Nicholas Nickleby by Charles Dickens

Posted on the 13 January 2021 by Booksocial

A classic for January – we review Nicholas Nickleby

Nickleby – the blurb

Following the success of Pickwick Papers and Oliver Twist, Nicholas Nickleby was hailed as a comic triumph and firmly established Dickens as a ‘literary gentleman’. It has a full supporting cast of delectable characters that range from the iniquitous Wackford Squeers and his family, to the delightful Mrs Nickleby, taking in the eccentric Crummles and his traveling players, the Mantalinis, the Kenwigs and many more.

Combining these with typically Dickensian elements of burlesque and farce, the novel is eminently suited to dramatic adaptation. So great was the impact as it left Dickens’ pen that many pirated versions appeared in print before the original was even finished.

Often neglected by critics, Nicholas Nickleby has never ceased to delight readers and is widely regarded as one of the greatest comic masterpieces of nineteenth-century literature.

Old and Long

Nicholas Nickleby is one of the oldest books on my To Be Read pile. And I don’t necessarily mean by publishing date. It’s size, 750 pages of small print, put me off whenever my eye happened to fall upon it. Being January however, a time when I usually read a classic and being stuck in yet another lockdown I decided to give it a whirl.

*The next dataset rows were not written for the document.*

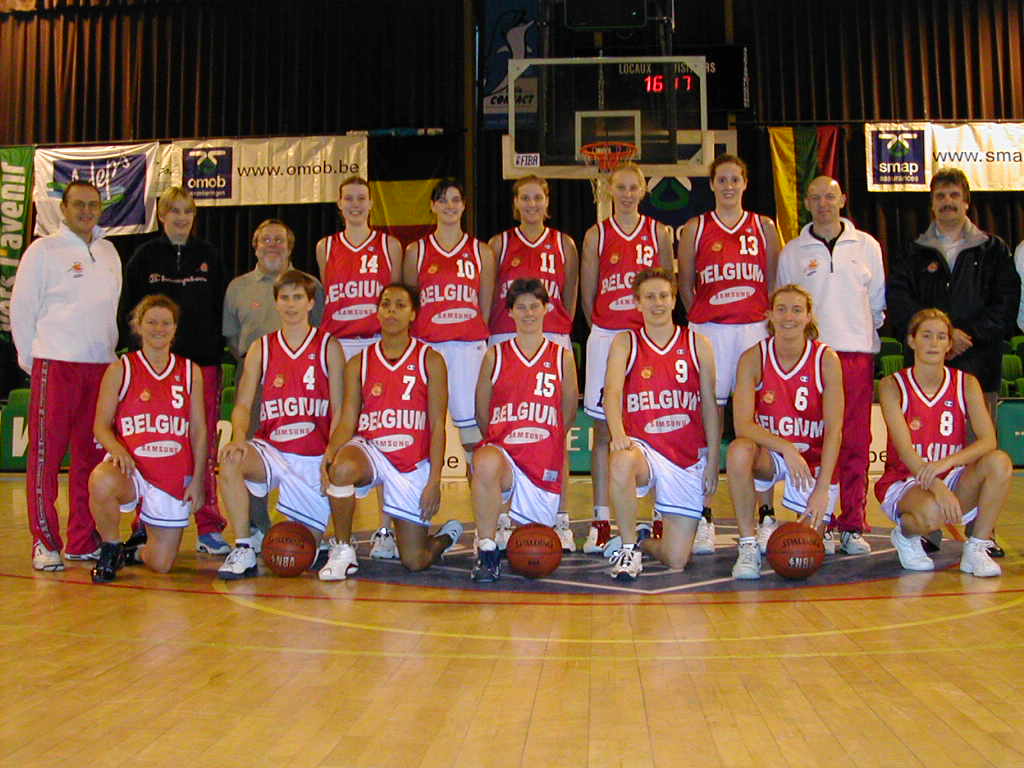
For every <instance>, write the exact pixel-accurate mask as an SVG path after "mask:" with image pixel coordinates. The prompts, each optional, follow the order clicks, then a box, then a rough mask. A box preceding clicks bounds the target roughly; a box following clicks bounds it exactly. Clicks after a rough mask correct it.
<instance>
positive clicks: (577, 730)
mask: <svg viewBox="0 0 1024 768" xmlns="http://www.w3.org/2000/svg"><path fill="white" fill-rule="evenodd" d="M65 487H66V483H65V480H63V479H61V494H63V492H65ZM443 493H444V497H443V499H444V502H443V508H442V512H441V515H440V517H442V518H443V517H447V516H452V515H453V514H454V515H456V516H458V517H460V518H461V519H464V520H469V519H471V512H470V509H469V505H468V494H467V492H466V486H465V485H464V484H461V483H458V482H451V483H446V486H445V488H444V492H443ZM1022 501H1024V476H1022V475H1017V476H1015V478H1014V489H1013V493H1012V495H1011V499H1010V502H1009V504H1008V509H1007V511H1006V512H1005V514H1004V519H1002V521H1001V523H1000V525H999V540H1000V542H1001V543H1002V545H1004V547H1005V548H1006V550H1007V558H1006V559H1005V560H1002V561H1001V564H1002V567H1004V570H1005V574H1004V575H1002V577H1001V578H1000V579H993V580H978V579H974V578H972V577H967V575H963V574H961V573H959V571H958V570H957V569H956V568H955V567H954V568H952V569H948V570H941V571H937V572H934V573H915V574H906V575H903V577H901V578H897V579H890V580H881V581H872V582H860V583H856V584H846V585H840V586H829V587H820V588H809V587H803V588H794V589H788V590H783V591H778V590H775V591H769V592H735V593H717V594H684V595H662V596H623V595H607V594H593V595H584V596H580V595H537V594H530V595H524V594H522V593H497V594H496V593H483V592H481V591H478V590H473V589H472V588H471V587H470V586H469V585H468V584H467V588H466V589H464V590H440V589H436V588H433V589H430V588H423V587H415V586H414V587H410V586H394V585H386V584H377V583H370V582H366V581H364V582H359V581H357V580H355V581H349V582H343V583H336V584H321V583H319V582H317V581H316V580H315V579H314V578H312V577H311V575H309V574H307V575H305V577H302V578H299V579H292V580H283V579H275V578H272V577H267V578H260V579H255V580H246V581H245V582H242V583H234V584H231V585H227V584H225V583H222V582H218V581H217V580H216V579H214V570H215V568H216V566H217V564H218V563H219V558H212V557H206V556H202V555H197V554H196V552H195V543H196V535H195V529H194V528H190V529H189V530H188V531H187V532H186V535H185V541H184V544H183V547H182V554H181V556H180V557H179V560H178V563H177V565H176V567H175V570H174V571H173V572H172V573H171V574H169V575H167V577H158V575H155V574H151V573H148V572H147V571H145V570H144V569H141V570H140V569H137V568H132V569H130V570H128V571H122V574H121V577H120V578H119V580H118V582H116V583H115V585H113V586H103V587H97V586H93V585H92V584H91V583H90V580H89V573H88V567H89V565H88V564H86V563H69V566H68V569H67V570H66V571H65V572H62V573H38V572H35V571H33V570H32V565H31V556H30V551H31V538H30V535H29V532H28V529H27V524H26V519H25V511H24V510H25V490H24V482H23V478H22V477H20V476H17V475H6V476H2V478H0V535H2V538H3V541H4V542H5V543H6V544H5V545H4V546H3V547H2V548H0V577H2V584H3V589H2V591H0V646H2V656H3V663H2V670H3V672H2V678H0V679H2V681H3V685H2V686H0V712H2V713H3V718H2V719H0V766H3V767H5V768H6V767H7V766H12V767H13V766H17V767H18V768H30V767H33V766H47V767H51V766H55V765H81V766H95V767H96V768H104V767H106V766H110V767H111V768H114V767H115V766H117V767H118V768H120V767H121V766H125V765H130V766H133V767H135V768H157V767H158V766H159V767H161V768H164V767H167V768H171V767H172V766H173V767H175V768H176V767H177V766H199V767H201V768H205V767H206V766H210V768H234V767H236V766H238V767H240V768H241V767H243V766H244V767H245V768H262V767H263V766H266V767H267V768H270V767H272V768H327V767H328V766H337V767H338V768H342V767H344V768H355V767H362V766H367V767H370V766H379V767H390V766H398V767H401V768H406V767H414V766H423V767H426V766H431V767H432V766H460V767H466V768H476V767H480V768H485V767H489V766H495V767H496V768H497V767H499V766H520V765H525V766H530V767H531V768H542V767H545V768H546V767H549V766H558V767H560V766H595V767H596V766H630V767H632V766H673V767H675V766H700V767H701V768H712V767H714V766H742V767H743V768H746V767H748V766H793V767H796V766H819V765H820V766H829V768H842V767H843V766H858V767H859V766H863V767H864V768H876V767H880V766H881V767H885V768H888V767H890V766H928V767H929V768H937V767H939V766H967V767H972V766H1015V767H1019V766H1024V578H1022V572H1024V568H1022V556H1021V553H1022V549H1024V527H1022V513H1021V508H1022ZM715 502H716V512H717V514H718V515H719V517H722V518H725V517H731V512H730V507H729V502H728V487H727V485H726V483H725V482H724V478H723V487H722V489H721V490H720V492H719V495H718V497H717V498H716V500H715ZM570 507H571V509H573V510H578V511H579V515H574V516H579V517H581V518H582V517H585V516H586V515H587V514H589V513H588V512H585V511H586V510H589V509H590V487H589V484H588V482H587V481H586V480H582V481H577V482H574V483H573V484H572V490H571V498H570ZM783 517H788V516H787V515H783ZM870 519H871V522H872V523H873V524H876V525H878V526H879V528H877V529H882V528H887V527H889V523H888V521H886V520H885V519H884V517H883V516H882V515H881V513H880V511H879V509H878V505H877V504H873V503H872V506H871V512H870ZM358 522H359V523H360V524H358V525H357V527H358V528H360V529H369V528H372V527H373V526H374V524H375V517H374V515H373V514H372V513H371V512H370V511H369V509H367V508H364V509H362V510H360V519H359V521H358ZM125 528H127V522H126V523H125ZM228 532H229V531H228ZM890 556H892V557H895V554H894V553H892V554H891V555H890ZM826 567H827V565H826Z"/></svg>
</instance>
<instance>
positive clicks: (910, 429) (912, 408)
mask: <svg viewBox="0 0 1024 768" xmlns="http://www.w3.org/2000/svg"><path fill="white" fill-rule="evenodd" d="M943 371H944V378H943V381H942V386H940V387H939V389H938V391H937V392H936V393H935V394H934V395H932V396H931V397H929V396H928V395H926V394H925V391H924V390H923V389H922V388H921V385H920V384H918V381H916V380H915V379H914V378H913V369H912V368H905V369H903V370H902V371H897V372H896V374H895V375H894V376H893V381H895V382H896V386H897V387H899V395H900V410H901V411H902V412H903V418H904V419H905V420H906V426H907V428H908V429H909V430H910V439H911V440H912V441H913V450H914V451H916V452H918V456H920V457H921V458H922V459H924V460H925V461H928V462H935V461H939V460H940V459H945V458H946V457H947V456H949V455H951V454H955V453H956V452H957V451H963V449H964V446H965V445H967V426H968V423H967V422H968V417H967V400H966V399H965V397H964V372H963V371H957V370H955V369H951V368H944V369H943ZM950 471H952V470H950ZM946 474H948V472H947V473H946ZM909 476H910V470H909V469H907V467H906V465H905V464H904V463H903V462H902V460H901V459H900V458H899V454H897V453H896V446H895V445H894V444H893V441H892V437H890V438H888V439H887V441H886V469H885V471H884V472H883V473H882V477H880V478H879V481H878V482H877V483H876V484H874V495H876V496H877V497H878V499H879V501H880V502H881V501H882V500H884V499H885V498H886V492H887V490H888V489H889V486H890V485H892V484H893V483H894V482H899V481H900V480H905V479H906V478H907V477H909Z"/></svg>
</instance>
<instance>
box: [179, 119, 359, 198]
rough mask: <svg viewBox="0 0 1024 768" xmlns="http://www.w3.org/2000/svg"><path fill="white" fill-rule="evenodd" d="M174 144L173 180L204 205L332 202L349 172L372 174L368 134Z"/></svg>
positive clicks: (300, 136) (257, 139) (289, 137)
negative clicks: (370, 170)
mask: <svg viewBox="0 0 1024 768" xmlns="http://www.w3.org/2000/svg"><path fill="white" fill-rule="evenodd" d="M172 146H173V153H172V155H171V179H172V183H174V184H180V185H181V186H183V187H184V188H186V189H187V190H188V191H189V193H191V196H193V198H194V199H195V200H196V204H197V205H200V206H243V205H289V204H298V203H333V202H335V201H337V200H338V184H339V183H340V182H341V181H342V180H343V179H344V178H345V177H347V176H362V177H364V178H367V177H368V169H367V137H366V136H283V137H275V138H246V139H228V138H224V139H220V138H211V139H203V140H187V141H175V142H174V143H173V144H172Z"/></svg>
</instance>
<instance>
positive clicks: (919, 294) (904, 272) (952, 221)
mask: <svg viewBox="0 0 1024 768" xmlns="http://www.w3.org/2000/svg"><path fill="white" fill-rule="evenodd" d="M931 196H932V219H933V220H932V224H931V225H930V226H929V227H928V229H927V230H925V232H924V234H922V236H921V237H920V238H918V239H916V240H915V241H913V242H912V243H909V244H908V245H907V246H906V248H905V249H904V252H903V254H902V256H901V257H900V258H897V259H893V260H891V261H890V265H889V267H890V269H889V281H888V283H887V286H886V300H887V303H888V306H889V319H890V322H891V323H892V325H893V328H894V329H895V331H896V334H897V336H898V337H899V338H901V339H902V338H904V337H905V336H906V331H907V326H908V324H909V322H910V318H911V317H912V316H913V314H914V312H916V311H918V310H919V309H925V308H926V307H938V308H939V309H942V310H943V311H945V312H946V313H947V314H948V315H949V317H950V318H951V319H952V322H953V338H952V342H953V346H952V350H951V351H950V353H949V359H948V364H949V366H950V367H951V368H956V369H959V370H962V371H965V372H967V373H970V374H972V375H974V376H975V377H976V378H977V379H978V382H979V383H980V384H981V388H982V391H984V393H985V402H986V404H987V406H988V411H989V414H990V415H991V417H992V422H993V423H995V402H996V399H997V398H998V394H999V382H1000V379H1001V378H1002V339H1004V337H1005V336H1006V334H1007V331H1008V330H1010V329H1011V328H1012V327H1013V326H1014V323H1015V321H1016V317H1017V309H1018V305H1019V303H1020V295H1021V282H1020V279H1019V278H1018V276H1017V272H1016V269H1015V268H1014V261H1013V258H1012V257H1011V255H1010V248H1009V247H1008V246H1007V244H1006V243H1004V242H1002V241H1001V240H1000V239H999V238H997V237H995V236H994V234H988V233H987V232H984V231H982V230H981V229H979V228H978V227H977V226H976V225H975V224H974V222H972V221H971V220H970V219H969V218H968V217H967V212H968V208H969V207H970V205H971V186H970V184H969V183H968V180H967V176H966V175H964V172H963V171H962V170H959V169H958V168H940V169H939V170H938V171H936V172H935V175H934V176H932V182H931ZM990 553H991V554H993V555H994V554H1001V550H999V549H998V548H997V547H996V548H995V551H994V552H993V551H991V550H990Z"/></svg>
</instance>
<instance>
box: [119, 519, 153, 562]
mask: <svg viewBox="0 0 1024 768" xmlns="http://www.w3.org/2000/svg"><path fill="white" fill-rule="evenodd" d="M147 541H148V537H147V536H146V532H145V526H141V527H139V528H136V529H135V530H133V531H132V535H131V536H130V537H128V538H127V539H125V541H124V544H122V545H121V547H122V552H123V553H124V555H123V563H122V564H123V565H141V564H142V558H141V557H139V556H138V548H139V547H141V546H142V545H143V544H145V543H146V542H147Z"/></svg>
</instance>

Being typical Dickens it was originally serialised and I tried to read a section each time to reflect Dickens intention. There wasn’t too much time to linger using this approach as I felt myself always deferring to how many pages I still had to read. This was a shame as it would have been enjoyable to mull over some of the chapters – Dotheboys Hall and the treatment of the misfit boys, the Kenwigs anniversary party with its potential for humor. Does anyone else struggle to linger over a long book?

Poverty, villains and virtue

Having now read a few Dickens books Nicholas Nickleby immediately felt familiar. There were the usual delightedly named characters, a poverty stricken family and equal amounts of villainy and virtue. You knew the ending before you began, you just hadn’t met the female Nicholas would end up with, nor the man who would give him his fortune. Whilst it didn’t feel as slow as Bleak House I did skim read parts (although this is difficult with Dickens as you are never sure which of the many characters are going to reappear and be important later on).

For me it didn’t have the stand out quality of A Tale of Two Cities (and was probably three times as long). I feel like I’ve read my fill of Dickens now. For a long while at least. I’ve read and loved Great Expectations, Our Mutual Friend and a Tale of Two Cities. Others I’ve ploughed through with a sense of obligation. I feel that I know Dickens, or at least his works and don’t feel that I will miss out from not having read the full set. Little Dorrit, Dombey and Son and Martin Chuzzlewit are doomed to remain upon my not read list. I’ve reached a kind of ‘over and out’ moment. What about you – what are your favorite Dickens? Have you read them all?